In the last few years, pop-punk and emo have become much darker genres: subject matters have finally graduated high school and are moving on to our more valid existential crises. Music journalism has caught on to this important shift, and is focusing on music emerging from regions of the country outside of New York and Los Angeles. The Southeast, where rock finds its roots, is seeing an increasing amount of attention for a new crop of talented and innovative indie bands. In Atlanta, Georgia, The Swear – led by a fierce songwriter who’s been known to hang out in graveyards – has been growing and readying for the release of their debut LP, Hotel Rooms And Heart Attacks. That songwriter is singer/guitarist Elizabeth Elkins, a Grand Prize Winner of the John Lennon Songwriting Contest. On this album, her sharp-witted lyrics and clever compositions shine, skillfully mixing influences ranging from Lost Generation literature and Billy Joel to Social Distortion and Garbage.
The album is ripe with stand-out tracks. The heavy guitar riffs in “History Of Cinema” bounce off of Elkins’ undeniably strong voice – creating a goth-pop concoction ready for radio. “The City That Never,” which clocks in at nearly six minutes, is a lush and lyrical epic. The pop hooks evident in tracks such as “The Violence Rings” and “Some Graves are Stolen” make it clear the whole band excels at ear candy.

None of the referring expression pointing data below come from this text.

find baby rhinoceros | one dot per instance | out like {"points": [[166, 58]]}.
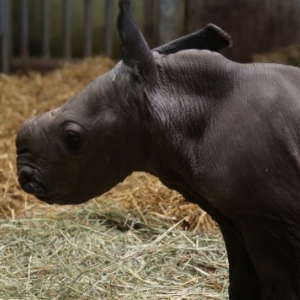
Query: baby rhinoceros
{"points": [[225, 135]]}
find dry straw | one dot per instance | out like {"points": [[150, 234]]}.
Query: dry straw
{"points": [[104, 253]]}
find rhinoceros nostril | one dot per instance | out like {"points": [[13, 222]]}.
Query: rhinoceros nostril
{"points": [[30, 183]]}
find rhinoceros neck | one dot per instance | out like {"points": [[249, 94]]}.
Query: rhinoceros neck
{"points": [[191, 86]]}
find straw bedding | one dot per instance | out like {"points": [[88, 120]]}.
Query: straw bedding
{"points": [[22, 96]]}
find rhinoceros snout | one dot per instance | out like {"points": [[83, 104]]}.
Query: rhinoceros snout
{"points": [[30, 184]]}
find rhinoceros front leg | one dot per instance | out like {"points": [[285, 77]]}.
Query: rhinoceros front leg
{"points": [[243, 278]]}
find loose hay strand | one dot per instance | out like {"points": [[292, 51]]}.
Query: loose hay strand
{"points": [[90, 258]]}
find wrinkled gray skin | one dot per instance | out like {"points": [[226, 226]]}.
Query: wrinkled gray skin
{"points": [[225, 135]]}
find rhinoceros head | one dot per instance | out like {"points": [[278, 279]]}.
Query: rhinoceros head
{"points": [[96, 139]]}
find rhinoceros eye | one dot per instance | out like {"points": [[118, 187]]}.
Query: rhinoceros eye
{"points": [[73, 138]]}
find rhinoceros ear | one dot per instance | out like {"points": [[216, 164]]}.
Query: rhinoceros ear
{"points": [[210, 38], [135, 50]]}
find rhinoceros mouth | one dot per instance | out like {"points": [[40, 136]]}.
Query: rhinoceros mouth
{"points": [[30, 184]]}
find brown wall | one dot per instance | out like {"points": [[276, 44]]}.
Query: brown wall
{"points": [[256, 26]]}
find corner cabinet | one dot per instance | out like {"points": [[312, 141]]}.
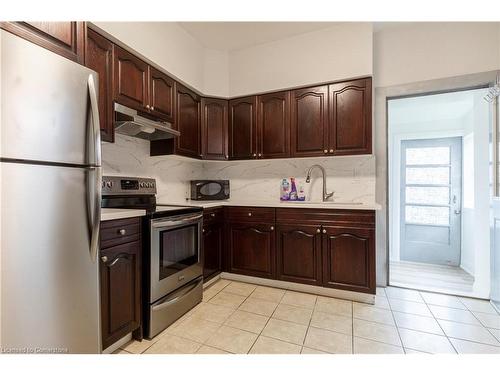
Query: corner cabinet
{"points": [[120, 279], [188, 122]]}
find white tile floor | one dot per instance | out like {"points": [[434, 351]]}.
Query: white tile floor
{"points": [[241, 318]]}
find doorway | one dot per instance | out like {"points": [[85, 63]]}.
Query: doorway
{"points": [[437, 143]]}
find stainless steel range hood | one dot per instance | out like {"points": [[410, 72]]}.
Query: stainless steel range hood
{"points": [[129, 122]]}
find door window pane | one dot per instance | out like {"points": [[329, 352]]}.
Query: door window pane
{"points": [[428, 176], [428, 155], [427, 195], [427, 215]]}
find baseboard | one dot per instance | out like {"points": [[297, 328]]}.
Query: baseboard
{"points": [[313, 289], [117, 345]]}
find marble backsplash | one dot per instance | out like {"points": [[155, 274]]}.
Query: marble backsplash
{"points": [[351, 178]]}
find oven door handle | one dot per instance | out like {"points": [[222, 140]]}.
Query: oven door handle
{"points": [[167, 303], [175, 222]]}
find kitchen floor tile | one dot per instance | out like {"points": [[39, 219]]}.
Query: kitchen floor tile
{"points": [[232, 340], [334, 306], [377, 332], [364, 346], [478, 305], [247, 321], [242, 289], [286, 331], [306, 350], [409, 307], [328, 341], [425, 342], [371, 313], [455, 315], [211, 312], [209, 350], [469, 347], [418, 323], [405, 294], [468, 332], [268, 294], [227, 299], [337, 323], [299, 299], [170, 344], [267, 345], [488, 320], [442, 300], [137, 347], [195, 329], [293, 314], [258, 306]]}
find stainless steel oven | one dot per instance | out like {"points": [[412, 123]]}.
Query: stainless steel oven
{"points": [[175, 253]]}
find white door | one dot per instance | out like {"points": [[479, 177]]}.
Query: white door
{"points": [[431, 194]]}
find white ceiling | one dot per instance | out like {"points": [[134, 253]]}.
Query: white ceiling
{"points": [[237, 35]]}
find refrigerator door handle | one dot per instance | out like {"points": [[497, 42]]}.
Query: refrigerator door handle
{"points": [[96, 128], [94, 189]]}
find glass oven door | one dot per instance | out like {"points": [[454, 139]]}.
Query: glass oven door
{"points": [[175, 253]]}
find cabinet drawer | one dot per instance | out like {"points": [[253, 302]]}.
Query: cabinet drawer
{"points": [[115, 232], [251, 214], [213, 215]]}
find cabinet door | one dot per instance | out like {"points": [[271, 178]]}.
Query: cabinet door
{"points": [[298, 249], [162, 94], [351, 117], [120, 271], [99, 57], [251, 249], [64, 38], [130, 80], [212, 249], [242, 128], [349, 259], [214, 128], [309, 121], [188, 123], [273, 125]]}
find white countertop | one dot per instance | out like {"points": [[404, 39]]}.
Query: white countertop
{"points": [[120, 213], [279, 204]]}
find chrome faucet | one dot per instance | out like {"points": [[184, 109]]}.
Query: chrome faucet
{"points": [[308, 180]]}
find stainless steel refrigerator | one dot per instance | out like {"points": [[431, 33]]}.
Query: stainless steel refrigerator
{"points": [[50, 202]]}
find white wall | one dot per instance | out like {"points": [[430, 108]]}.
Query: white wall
{"points": [[424, 51], [335, 53]]}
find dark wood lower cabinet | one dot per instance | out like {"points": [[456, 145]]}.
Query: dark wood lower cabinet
{"points": [[251, 249], [349, 258], [120, 279], [298, 250]]}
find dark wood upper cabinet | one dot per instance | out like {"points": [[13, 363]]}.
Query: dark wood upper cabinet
{"points": [[273, 125], [214, 117], [309, 122], [188, 122], [298, 253], [351, 117], [242, 128], [162, 95], [130, 80], [99, 57], [349, 258], [64, 38]]}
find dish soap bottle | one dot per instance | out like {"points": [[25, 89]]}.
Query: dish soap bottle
{"points": [[285, 190], [293, 190]]}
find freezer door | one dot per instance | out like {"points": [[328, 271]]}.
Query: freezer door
{"points": [[45, 105], [50, 286]]}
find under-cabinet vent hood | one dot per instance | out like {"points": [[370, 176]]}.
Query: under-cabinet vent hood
{"points": [[129, 122]]}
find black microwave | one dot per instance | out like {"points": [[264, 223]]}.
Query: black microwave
{"points": [[209, 190]]}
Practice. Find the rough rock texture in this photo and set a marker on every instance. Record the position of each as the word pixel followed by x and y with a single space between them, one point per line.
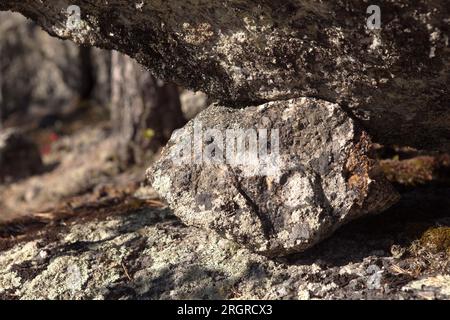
pixel 19 156
pixel 280 201
pixel 44 75
pixel 394 80
pixel 147 253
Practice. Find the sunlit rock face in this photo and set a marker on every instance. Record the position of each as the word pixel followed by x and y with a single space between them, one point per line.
pixel 311 174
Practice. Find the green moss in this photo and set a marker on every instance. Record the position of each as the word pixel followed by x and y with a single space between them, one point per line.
pixel 437 239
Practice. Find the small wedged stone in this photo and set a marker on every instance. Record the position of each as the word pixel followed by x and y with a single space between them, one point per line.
pixel 322 177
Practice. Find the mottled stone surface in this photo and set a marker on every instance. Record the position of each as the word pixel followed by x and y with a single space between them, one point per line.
pixel 149 254
pixel 281 201
pixel 394 80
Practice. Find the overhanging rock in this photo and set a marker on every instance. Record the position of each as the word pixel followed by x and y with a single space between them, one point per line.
pixel 282 201
pixel 241 52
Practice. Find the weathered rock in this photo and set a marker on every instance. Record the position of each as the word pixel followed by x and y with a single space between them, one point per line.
pixel 19 156
pixel 394 80
pixel 276 202
pixel 42 75
pixel 148 254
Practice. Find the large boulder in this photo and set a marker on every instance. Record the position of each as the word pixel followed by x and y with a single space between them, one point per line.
pixel 277 178
pixel 393 79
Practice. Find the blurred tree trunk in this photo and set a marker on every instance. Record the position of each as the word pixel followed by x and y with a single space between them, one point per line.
pixel 144 110
pixel 88 80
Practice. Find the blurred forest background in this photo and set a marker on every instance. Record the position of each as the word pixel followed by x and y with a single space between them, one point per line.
pixel 77 120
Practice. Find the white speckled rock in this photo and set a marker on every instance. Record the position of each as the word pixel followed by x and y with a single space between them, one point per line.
pixel 322 178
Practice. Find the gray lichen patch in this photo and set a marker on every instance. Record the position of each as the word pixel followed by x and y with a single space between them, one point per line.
pixel 316 176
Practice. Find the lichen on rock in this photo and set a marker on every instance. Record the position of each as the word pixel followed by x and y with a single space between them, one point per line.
pixel 283 201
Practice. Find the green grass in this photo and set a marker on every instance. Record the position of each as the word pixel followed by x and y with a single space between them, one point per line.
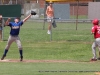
pixel 67 44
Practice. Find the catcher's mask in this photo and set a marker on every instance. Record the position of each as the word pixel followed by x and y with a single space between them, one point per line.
pixel 95 21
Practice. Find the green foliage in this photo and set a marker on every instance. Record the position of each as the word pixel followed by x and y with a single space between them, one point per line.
pixel 67 44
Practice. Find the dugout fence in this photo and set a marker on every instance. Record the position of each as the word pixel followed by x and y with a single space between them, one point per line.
pixel 71 17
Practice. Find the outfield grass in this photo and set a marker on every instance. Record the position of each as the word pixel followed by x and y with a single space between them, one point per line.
pixel 67 44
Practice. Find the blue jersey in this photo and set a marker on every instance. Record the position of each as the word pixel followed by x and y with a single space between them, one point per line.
pixel 15 28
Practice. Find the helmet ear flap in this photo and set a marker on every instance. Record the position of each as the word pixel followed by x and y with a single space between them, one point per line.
pixel 95 21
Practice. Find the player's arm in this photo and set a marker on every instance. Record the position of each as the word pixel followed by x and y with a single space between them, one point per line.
pixel 32 13
pixel 93 30
pixel 47 11
pixel 27 18
pixel 7 22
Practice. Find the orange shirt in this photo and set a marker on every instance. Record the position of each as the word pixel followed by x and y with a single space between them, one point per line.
pixel 50 11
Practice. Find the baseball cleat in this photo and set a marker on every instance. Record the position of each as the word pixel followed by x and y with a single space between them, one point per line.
pixel 3 57
pixel 21 58
pixel 93 59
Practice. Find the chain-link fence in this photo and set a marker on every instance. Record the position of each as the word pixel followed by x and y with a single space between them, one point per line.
pixel 69 13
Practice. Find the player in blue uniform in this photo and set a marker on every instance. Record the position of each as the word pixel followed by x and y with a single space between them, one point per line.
pixel 13 37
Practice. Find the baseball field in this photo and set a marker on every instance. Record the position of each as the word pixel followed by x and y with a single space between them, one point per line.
pixel 68 53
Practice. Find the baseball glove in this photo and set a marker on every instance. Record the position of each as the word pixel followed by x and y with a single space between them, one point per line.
pixel 33 13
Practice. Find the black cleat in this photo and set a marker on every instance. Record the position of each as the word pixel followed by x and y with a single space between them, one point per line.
pixel 3 57
pixel 21 58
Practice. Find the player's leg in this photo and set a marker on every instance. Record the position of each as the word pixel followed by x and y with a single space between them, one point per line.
pixel 99 53
pixel 50 24
pixel 10 40
pixel 98 43
pixel 94 51
pixel 19 47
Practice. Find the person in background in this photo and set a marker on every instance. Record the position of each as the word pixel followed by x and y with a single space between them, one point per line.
pixel 50 16
pixel 96 32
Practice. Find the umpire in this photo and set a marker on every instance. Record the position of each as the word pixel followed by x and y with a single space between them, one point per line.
pixel 14 32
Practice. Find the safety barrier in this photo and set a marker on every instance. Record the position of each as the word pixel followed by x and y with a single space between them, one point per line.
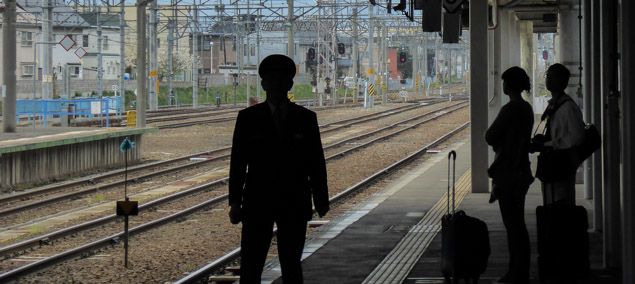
pixel 79 108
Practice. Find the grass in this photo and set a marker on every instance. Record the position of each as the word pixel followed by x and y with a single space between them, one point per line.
pixel 226 93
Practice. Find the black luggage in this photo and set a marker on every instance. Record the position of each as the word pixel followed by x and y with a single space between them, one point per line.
pixel 465 241
pixel 563 242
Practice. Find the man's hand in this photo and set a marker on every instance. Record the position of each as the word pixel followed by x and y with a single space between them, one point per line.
pixel 235 214
pixel 322 210
pixel 537 143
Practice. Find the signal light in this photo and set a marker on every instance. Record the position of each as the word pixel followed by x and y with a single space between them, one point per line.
pixel 310 55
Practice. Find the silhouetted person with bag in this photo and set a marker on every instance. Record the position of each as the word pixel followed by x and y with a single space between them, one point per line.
pixel 277 167
pixel 510 136
pixel 564 132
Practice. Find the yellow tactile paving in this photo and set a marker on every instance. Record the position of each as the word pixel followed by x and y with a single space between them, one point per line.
pixel 109 208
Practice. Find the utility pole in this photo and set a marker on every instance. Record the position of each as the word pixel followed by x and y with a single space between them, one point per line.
pixel 195 55
pixel 291 40
pixel 355 56
pixel 8 67
pixel 318 63
pixel 258 53
pixel 100 59
pixel 154 90
pixel 170 50
pixel 141 63
pixel 248 32
pixel 371 47
pixel 122 49
pixel 384 96
pixel 47 51
pixel 334 55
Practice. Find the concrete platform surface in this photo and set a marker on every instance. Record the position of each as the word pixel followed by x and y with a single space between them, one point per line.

Hotel Rooms And Heart Attacks is a song-by-song success of pairing their efforts with producers Ted Niceley (Fugazi), Matt Goldman (Cartel, Underoath) and Jeff Tomei (Smashing Pumpkins). Mixed by Eli Janney (Girls Against Boys, Melissa Auf Der Maur, Garbage), the album is an 11-song testament to the band’s pop sensibility and punk rock ethic. It’s no surprise that they are so loved back home. “There’s a little punk, a little pop, and maybe even a little country hidden in there somewhere,” says Elkins, and smirks, “Though if Jeremy heard me say country, he’d probably slap me.”